See your own subject or particular area of expertise in context with other areas of the curriculum. What can you combine? It could be Science and Modern Languages, it could be outdoor learning, Literacy, Numeracy and Art & Design, or it could be Expressive Arts and Social Sciences. Involve learners in the co-creation of their learning experiences. If you are the magician, they are your apprentices. They can also teach each other.
6. Question Eggs, lolly sticks, dice.
These plastic eggs are an excellent way to start discussion or to consolidate learning. You can have separate topic areas or main points / tasks to do with the lesson in each one, or allow learners to try to find out who has the answer to the question in their egg. They are great for revisiting a previous lesson or using as part of a plenary session. There are many uses for them.
Lolly sticks are excellent for selecting names, questions or tasks at random. Learners can also use these in peer teaching by creating their own tasks or questions for each other. The dice are a quick, easy (can be noisy but productive!) way to allow for random tasks or explanations relating to their learning or what they feel they have learned or understood in your lesson. Each number they throw is matched to a task or idea about the topic or their learning (generally that day), and displayed on a screen in the room.
7. Giant and miniature playing cards.
Because they are plastic-coated, my playing cards can be used with different classes for different tasks. The class can have access to a list of questions or activities related to their learning which matches every card in a pack. Learners can select a card at random from the pile and try to win the point. With giant cards, this can be a whole-class starter activity or a group competition at the end of class.
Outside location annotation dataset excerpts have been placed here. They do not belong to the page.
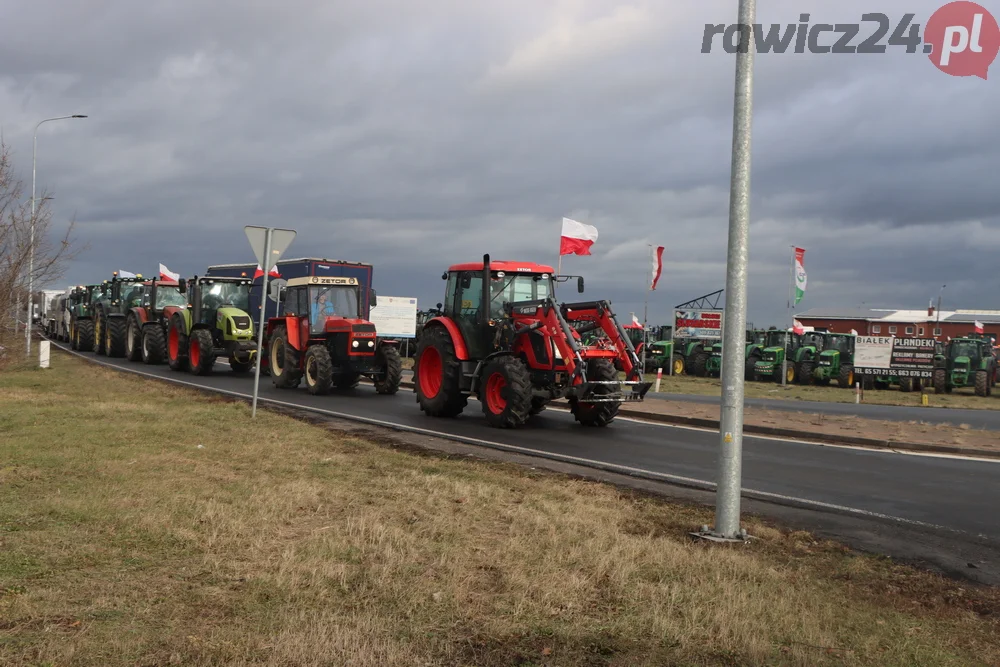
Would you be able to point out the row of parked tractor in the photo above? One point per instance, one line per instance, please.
(500, 337)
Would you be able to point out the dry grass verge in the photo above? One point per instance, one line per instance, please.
(146, 525)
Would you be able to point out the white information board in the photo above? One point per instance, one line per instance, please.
(395, 317)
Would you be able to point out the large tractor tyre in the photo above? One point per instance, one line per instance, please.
(939, 380)
(85, 336)
(391, 364)
(505, 392)
(154, 344)
(845, 379)
(346, 380)
(177, 345)
(437, 374)
(318, 370)
(601, 413)
(201, 352)
(133, 340)
(114, 337)
(283, 360)
(982, 383)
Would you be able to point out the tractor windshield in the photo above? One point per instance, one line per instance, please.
(337, 301)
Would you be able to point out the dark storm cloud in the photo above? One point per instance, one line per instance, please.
(446, 129)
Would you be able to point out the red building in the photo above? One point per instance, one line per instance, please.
(903, 323)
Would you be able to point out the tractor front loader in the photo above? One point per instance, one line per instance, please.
(504, 339)
(323, 338)
(214, 324)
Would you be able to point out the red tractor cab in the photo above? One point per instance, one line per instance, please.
(503, 338)
(322, 337)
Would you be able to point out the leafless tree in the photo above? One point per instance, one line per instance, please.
(52, 250)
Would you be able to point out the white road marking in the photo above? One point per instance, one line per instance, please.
(591, 463)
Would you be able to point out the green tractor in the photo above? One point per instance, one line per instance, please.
(773, 356)
(966, 362)
(81, 322)
(836, 361)
(215, 324)
(117, 297)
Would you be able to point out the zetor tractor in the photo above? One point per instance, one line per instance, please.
(214, 324)
(146, 324)
(967, 361)
(504, 338)
(322, 337)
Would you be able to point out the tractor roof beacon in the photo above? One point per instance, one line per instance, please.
(503, 338)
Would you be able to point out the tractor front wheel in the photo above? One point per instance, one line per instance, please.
(133, 339)
(437, 374)
(505, 393)
(201, 352)
(283, 360)
(318, 370)
(154, 344)
(600, 413)
(391, 364)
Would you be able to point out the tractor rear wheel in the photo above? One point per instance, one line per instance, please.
(177, 344)
(318, 370)
(85, 336)
(154, 344)
(505, 392)
(845, 379)
(283, 360)
(600, 413)
(437, 374)
(133, 339)
(982, 383)
(387, 357)
(201, 352)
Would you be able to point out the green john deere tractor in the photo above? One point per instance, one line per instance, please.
(806, 356)
(966, 362)
(118, 296)
(214, 324)
(773, 356)
(836, 361)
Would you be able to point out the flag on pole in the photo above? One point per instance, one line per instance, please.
(657, 266)
(260, 271)
(167, 274)
(800, 275)
(576, 238)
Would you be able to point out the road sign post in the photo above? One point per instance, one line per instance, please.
(268, 244)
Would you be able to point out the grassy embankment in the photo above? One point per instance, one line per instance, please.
(145, 524)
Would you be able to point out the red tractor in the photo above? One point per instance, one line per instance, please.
(322, 337)
(503, 338)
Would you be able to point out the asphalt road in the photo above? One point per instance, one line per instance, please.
(957, 494)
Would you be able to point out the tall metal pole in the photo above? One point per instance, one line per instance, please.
(727, 508)
(31, 244)
(263, 311)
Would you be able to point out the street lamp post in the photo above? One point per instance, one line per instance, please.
(31, 246)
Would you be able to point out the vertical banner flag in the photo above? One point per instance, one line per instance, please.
(800, 275)
(167, 274)
(576, 238)
(657, 266)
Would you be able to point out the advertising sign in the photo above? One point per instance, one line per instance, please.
(890, 356)
(705, 323)
(395, 317)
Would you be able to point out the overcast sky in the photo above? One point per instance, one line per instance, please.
(413, 134)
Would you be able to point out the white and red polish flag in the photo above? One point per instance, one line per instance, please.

Gradually, you can build up many sets of topic areas for the pack of cards, and use them as revision or with future learners. Learners can also create their own questions or tasks and let different groups try them. Small packs of cards can be used if you want lots of smaller groups to try the game for different topics.
I have used throwing beanbags or balls many times in the classroom for a range of quick, easy learning games. Once the class is used to getting into a large circle with you or another learner in the middle, you can have smaller groups playing the game. One person in the middle calls the question then quickly swaps with the person who answers.
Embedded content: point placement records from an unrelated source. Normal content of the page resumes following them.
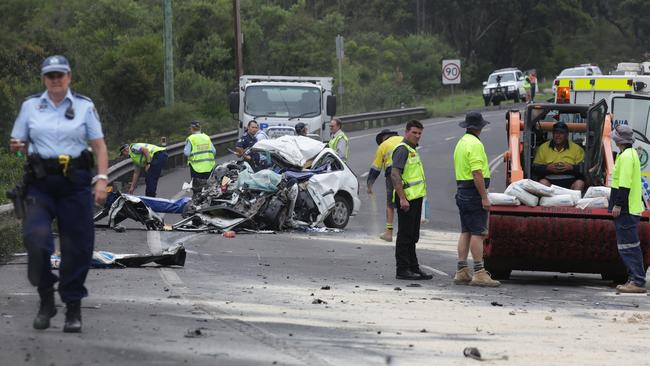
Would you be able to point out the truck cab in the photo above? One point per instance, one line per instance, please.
(278, 103)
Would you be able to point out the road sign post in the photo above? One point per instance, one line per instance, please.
(451, 75)
(339, 57)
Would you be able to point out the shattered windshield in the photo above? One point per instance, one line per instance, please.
(282, 101)
(504, 77)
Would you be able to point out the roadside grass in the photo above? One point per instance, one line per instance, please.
(11, 170)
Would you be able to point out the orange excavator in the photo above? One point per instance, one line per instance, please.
(558, 239)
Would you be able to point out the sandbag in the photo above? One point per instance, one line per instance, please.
(524, 196)
(594, 202)
(536, 188)
(502, 199)
(560, 200)
(557, 190)
(598, 191)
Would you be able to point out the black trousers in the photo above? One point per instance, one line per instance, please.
(408, 233)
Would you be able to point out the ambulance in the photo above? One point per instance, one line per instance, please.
(628, 101)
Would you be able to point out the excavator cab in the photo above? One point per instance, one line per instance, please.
(588, 125)
(558, 239)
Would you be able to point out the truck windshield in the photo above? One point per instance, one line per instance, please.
(573, 72)
(504, 77)
(282, 101)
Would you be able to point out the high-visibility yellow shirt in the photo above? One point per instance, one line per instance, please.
(545, 154)
(470, 156)
(627, 173)
(384, 153)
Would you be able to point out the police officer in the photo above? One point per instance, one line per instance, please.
(200, 154)
(247, 140)
(409, 181)
(472, 181)
(339, 141)
(53, 128)
(147, 157)
(626, 207)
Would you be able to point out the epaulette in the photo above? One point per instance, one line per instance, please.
(81, 96)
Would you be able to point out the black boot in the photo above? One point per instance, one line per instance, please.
(72, 317)
(46, 310)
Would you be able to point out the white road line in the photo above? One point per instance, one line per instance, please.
(437, 271)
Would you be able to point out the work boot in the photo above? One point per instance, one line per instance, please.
(46, 310)
(630, 288)
(387, 235)
(463, 276)
(73, 317)
(482, 278)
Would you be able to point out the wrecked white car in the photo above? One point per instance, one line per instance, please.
(291, 181)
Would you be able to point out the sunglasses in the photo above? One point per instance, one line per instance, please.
(54, 75)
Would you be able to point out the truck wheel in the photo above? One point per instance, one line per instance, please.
(502, 274)
(340, 214)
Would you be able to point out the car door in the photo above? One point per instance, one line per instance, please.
(593, 163)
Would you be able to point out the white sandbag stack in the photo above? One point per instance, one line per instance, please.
(593, 202)
(598, 191)
(536, 188)
(575, 194)
(560, 200)
(516, 189)
(502, 199)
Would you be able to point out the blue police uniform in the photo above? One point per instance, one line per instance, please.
(52, 131)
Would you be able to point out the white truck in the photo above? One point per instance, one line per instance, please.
(278, 103)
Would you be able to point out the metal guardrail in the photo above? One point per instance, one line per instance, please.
(124, 168)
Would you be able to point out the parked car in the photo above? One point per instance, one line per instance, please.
(504, 84)
(581, 70)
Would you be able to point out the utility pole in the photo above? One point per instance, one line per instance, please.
(169, 60)
(339, 57)
(239, 65)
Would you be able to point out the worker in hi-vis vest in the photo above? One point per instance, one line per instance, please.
(200, 153)
(339, 141)
(147, 157)
(409, 182)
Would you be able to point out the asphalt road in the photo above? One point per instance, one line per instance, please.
(304, 298)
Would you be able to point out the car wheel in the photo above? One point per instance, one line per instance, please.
(616, 277)
(501, 274)
(340, 214)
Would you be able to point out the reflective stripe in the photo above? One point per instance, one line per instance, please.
(407, 185)
(628, 246)
(413, 177)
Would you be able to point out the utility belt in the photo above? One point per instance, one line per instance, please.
(38, 167)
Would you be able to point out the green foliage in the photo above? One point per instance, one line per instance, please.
(11, 172)
(393, 50)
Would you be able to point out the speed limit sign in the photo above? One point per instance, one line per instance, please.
(451, 72)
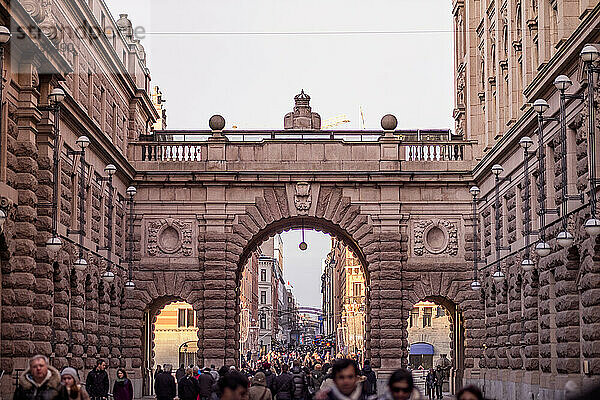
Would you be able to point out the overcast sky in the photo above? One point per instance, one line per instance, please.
(247, 59)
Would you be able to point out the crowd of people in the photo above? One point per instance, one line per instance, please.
(342, 379)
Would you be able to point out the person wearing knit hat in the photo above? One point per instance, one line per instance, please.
(70, 379)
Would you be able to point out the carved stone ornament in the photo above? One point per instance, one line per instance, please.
(435, 237)
(302, 198)
(168, 236)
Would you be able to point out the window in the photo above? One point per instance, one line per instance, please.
(414, 316)
(181, 314)
(440, 312)
(263, 322)
(427, 311)
(191, 321)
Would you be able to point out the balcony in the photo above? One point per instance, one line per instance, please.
(315, 151)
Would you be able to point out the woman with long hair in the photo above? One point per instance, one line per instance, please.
(122, 389)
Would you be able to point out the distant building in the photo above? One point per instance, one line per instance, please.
(176, 335)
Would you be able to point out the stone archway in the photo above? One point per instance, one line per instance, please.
(308, 223)
(325, 208)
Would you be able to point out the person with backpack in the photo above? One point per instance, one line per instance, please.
(299, 382)
(283, 385)
(259, 390)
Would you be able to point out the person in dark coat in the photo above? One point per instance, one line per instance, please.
(122, 388)
(345, 382)
(97, 383)
(370, 385)
(188, 387)
(180, 373)
(269, 375)
(164, 385)
(40, 382)
(283, 385)
(205, 383)
(300, 382)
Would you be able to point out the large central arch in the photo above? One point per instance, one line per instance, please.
(303, 222)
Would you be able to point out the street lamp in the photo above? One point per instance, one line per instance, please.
(590, 54)
(55, 99)
(83, 142)
(131, 192)
(542, 248)
(497, 170)
(475, 285)
(526, 142)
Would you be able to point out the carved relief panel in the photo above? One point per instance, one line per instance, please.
(168, 237)
(435, 237)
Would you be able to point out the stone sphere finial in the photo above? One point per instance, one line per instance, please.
(216, 123)
(389, 122)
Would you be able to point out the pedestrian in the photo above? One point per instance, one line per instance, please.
(283, 385)
(259, 390)
(439, 383)
(164, 385)
(122, 388)
(188, 386)
(40, 382)
(205, 384)
(180, 373)
(269, 375)
(430, 384)
(470, 392)
(299, 381)
(370, 379)
(401, 387)
(70, 379)
(96, 383)
(233, 386)
(345, 382)
(317, 378)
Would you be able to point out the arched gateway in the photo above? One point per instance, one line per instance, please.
(199, 218)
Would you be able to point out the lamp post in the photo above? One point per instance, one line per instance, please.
(590, 55)
(5, 36)
(108, 276)
(542, 248)
(497, 169)
(55, 99)
(83, 142)
(527, 264)
(475, 285)
(563, 83)
(131, 192)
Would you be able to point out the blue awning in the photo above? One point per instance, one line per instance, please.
(421, 348)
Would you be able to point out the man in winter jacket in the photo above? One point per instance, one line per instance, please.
(370, 385)
(40, 382)
(300, 382)
(188, 387)
(206, 382)
(164, 385)
(346, 382)
(283, 386)
(97, 383)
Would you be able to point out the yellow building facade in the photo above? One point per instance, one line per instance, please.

9. Music: Mix-freeze-pair.
Music is a fantastic way to relax learning or to inject a bit of energy and movement into a class. I often facilitate mix-freeze-pair, which is one of many superb cooperative learning activities. Get the class walking around the room (even in limited space this works well if you set the ground rules) and choose a good song. When the music stops, they have to pair up and say something they have learned, answer a question or recall a fact or point of learning from the last lesson. When the music starts again, they must move again and form a different pair next time – not friendship pairs only!
10. Sum up your learning.
During the plenary or at the end of the class, I have often used a box of very random objects to allow learners to select and explain which one best represents their learning that day. This is fun, gets them thinking abstractly, and allows them to explain their own thinking. It really can be any object you have lying around, and a small box is easy to store and pull out of a cupboard / from under a desk. It is amazing what they can come up with, and is an education for the teacher as much as the learner. This can also be done with pictures on a screen, post-it notes, or song choices. Pupils can even draw their understanding on a Show-me Board. However, learners of all ages seem to like colourful, tactile objects, and this usually provides the most fun and inspires more questions from those around them.
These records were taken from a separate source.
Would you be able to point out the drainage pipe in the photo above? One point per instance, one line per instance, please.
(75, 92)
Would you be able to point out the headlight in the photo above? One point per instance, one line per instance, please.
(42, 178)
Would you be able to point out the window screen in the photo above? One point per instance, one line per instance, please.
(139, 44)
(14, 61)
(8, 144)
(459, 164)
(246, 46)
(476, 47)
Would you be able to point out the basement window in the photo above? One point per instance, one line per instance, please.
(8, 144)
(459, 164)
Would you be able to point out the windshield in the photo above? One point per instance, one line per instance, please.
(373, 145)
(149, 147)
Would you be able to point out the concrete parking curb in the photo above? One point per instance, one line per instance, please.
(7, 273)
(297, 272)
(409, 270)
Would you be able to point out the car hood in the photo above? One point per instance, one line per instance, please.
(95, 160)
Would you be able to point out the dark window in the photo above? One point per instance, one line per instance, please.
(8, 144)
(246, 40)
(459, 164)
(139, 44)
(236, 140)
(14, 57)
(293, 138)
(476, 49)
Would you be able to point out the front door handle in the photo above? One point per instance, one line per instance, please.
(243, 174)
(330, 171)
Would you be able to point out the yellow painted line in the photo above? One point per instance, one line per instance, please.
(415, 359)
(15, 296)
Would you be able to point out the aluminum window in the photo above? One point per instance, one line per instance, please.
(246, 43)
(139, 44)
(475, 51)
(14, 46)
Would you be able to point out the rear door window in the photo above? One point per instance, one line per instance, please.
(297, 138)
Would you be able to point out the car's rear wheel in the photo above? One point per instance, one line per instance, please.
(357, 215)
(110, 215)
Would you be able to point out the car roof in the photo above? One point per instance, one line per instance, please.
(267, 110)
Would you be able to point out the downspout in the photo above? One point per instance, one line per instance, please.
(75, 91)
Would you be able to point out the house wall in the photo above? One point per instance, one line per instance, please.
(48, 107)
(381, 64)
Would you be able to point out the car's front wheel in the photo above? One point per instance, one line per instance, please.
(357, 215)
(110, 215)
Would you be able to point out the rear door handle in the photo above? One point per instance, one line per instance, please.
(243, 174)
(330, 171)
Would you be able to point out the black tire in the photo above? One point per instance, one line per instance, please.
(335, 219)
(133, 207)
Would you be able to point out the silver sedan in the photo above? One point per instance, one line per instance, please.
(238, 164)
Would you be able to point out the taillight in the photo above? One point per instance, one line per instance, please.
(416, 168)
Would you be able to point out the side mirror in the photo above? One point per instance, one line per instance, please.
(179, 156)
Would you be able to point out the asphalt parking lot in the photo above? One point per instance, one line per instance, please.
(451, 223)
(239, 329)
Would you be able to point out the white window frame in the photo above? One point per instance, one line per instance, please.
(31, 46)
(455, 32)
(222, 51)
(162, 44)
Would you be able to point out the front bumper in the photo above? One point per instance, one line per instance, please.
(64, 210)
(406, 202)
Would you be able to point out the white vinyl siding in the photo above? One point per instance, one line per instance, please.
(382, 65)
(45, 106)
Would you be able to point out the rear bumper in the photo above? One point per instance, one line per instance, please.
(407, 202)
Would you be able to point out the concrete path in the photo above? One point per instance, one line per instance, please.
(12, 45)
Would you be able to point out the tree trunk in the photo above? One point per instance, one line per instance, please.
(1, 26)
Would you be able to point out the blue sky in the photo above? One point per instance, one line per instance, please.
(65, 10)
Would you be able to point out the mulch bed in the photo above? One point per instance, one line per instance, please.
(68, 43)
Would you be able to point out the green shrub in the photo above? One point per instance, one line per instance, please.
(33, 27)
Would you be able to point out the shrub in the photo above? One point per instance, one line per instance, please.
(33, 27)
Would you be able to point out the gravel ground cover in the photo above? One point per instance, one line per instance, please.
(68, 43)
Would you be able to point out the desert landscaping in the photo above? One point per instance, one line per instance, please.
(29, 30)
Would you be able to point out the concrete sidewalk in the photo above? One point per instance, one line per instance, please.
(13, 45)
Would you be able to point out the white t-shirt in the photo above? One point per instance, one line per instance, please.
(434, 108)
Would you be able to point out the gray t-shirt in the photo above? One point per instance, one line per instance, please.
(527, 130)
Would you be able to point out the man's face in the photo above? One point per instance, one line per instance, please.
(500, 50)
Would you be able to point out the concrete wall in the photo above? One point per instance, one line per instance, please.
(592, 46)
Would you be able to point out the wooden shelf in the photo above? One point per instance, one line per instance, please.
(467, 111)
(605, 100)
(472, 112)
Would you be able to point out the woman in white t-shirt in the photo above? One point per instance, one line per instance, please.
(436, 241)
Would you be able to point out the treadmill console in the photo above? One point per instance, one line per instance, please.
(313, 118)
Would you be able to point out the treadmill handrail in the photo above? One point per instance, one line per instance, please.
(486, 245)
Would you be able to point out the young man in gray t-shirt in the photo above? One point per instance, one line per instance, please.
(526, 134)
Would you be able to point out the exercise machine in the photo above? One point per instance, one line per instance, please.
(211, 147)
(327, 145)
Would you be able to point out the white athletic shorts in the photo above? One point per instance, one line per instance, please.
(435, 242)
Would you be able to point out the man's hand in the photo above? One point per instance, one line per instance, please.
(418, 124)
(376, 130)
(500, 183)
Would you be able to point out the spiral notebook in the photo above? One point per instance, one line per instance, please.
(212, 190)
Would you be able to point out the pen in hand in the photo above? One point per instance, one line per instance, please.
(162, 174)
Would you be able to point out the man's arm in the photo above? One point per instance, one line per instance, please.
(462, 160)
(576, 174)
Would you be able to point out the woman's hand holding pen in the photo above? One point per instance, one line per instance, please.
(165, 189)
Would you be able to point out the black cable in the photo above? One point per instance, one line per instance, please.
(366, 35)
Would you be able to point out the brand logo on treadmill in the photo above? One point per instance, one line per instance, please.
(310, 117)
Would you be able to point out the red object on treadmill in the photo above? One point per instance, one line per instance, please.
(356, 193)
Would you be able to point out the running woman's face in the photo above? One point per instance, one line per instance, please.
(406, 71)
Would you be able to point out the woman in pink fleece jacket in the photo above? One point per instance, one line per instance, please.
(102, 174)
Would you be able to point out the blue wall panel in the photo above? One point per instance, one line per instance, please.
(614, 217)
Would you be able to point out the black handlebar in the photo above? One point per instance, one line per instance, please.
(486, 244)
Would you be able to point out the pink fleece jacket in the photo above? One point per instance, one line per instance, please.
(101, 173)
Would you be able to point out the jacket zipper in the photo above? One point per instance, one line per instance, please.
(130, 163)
These are but a few examples. The truth is, we do not have to be magicians to make magic, and we do not have to do all of these things all of the time. Be that teacher who cares, is enthusiastic, is a risk-taker and who listens. Wear your magic cloak of non-conformity and work with, not for your learners. Paint your teaching with a pallet of variety and sparkle. Be a learning listener. To make a difference is to be that teacher. That teacher is you.